Closed Bug 1800079 Opened 2 years ago Closed 2 years ago

Instrument the failure rate of `sendStandalonePing` by user

Categories

(Toolkit :: Telemetry, task, P1)

task

Tracking

()

RESOLVED FIXED
109 Branch
Tracking Status
firefox109 --- fixed

People

(Reporter: chutten, Assigned: chutten)

References

Details

Attachments

(2 files)

sendStandalonePing is used by two subsystems: PingCentre and PingSender2. It is a best-effort "let's try this once with no retry" API.

PingSender2, by nature of its system, has reliable retry because the pings it's sending are sourced from disk. If sendStandalonePing fails, then the ping'll get picked up as pending by the next Firefox run.
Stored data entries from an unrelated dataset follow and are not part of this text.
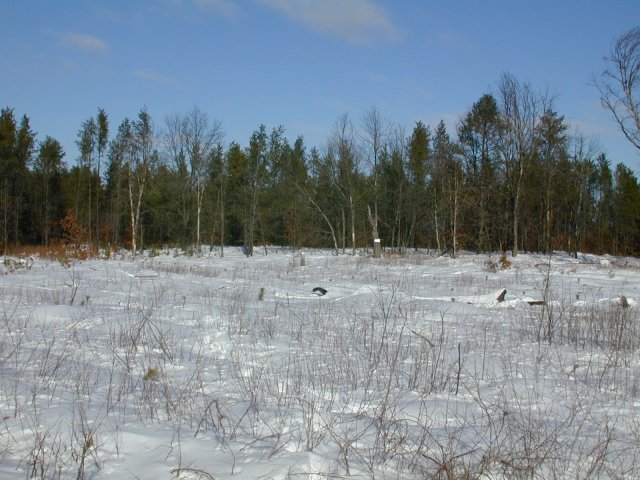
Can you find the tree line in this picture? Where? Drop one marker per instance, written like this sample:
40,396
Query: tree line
512,176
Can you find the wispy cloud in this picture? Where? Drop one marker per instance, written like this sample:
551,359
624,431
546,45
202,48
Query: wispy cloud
152,76
356,21
224,7
84,41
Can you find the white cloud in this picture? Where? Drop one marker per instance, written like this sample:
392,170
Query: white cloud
152,76
356,21
86,42
225,7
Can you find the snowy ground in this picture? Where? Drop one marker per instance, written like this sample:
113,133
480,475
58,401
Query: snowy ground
174,366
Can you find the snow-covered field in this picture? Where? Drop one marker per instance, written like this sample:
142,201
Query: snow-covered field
175,366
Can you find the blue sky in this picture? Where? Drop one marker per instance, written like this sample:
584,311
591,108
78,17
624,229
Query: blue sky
302,63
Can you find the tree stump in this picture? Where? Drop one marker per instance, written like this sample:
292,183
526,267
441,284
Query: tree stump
377,248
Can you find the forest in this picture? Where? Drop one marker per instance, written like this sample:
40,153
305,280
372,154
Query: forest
513,176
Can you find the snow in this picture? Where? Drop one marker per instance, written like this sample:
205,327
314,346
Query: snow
195,367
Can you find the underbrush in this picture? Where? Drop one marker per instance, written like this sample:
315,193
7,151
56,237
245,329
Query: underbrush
235,364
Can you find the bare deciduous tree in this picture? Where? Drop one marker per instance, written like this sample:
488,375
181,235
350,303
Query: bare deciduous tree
520,108
191,141
619,84
374,136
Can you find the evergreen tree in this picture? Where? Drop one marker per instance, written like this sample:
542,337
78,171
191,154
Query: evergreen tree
417,165
49,206
477,135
PingCentre does not retry. Its ping payloads are assembled in memory, handed to sendStandalonePing and then are let go.

In order to figure out how many pings of what types are going awry, we should (in a reliable retry system like Glean) instrument the number of send failures. This is a data-oriented collection, not a network-oriented one, so we're more interested in which data isn't making it out (or at least how much) than we are the reasons why (network errors). At least for now.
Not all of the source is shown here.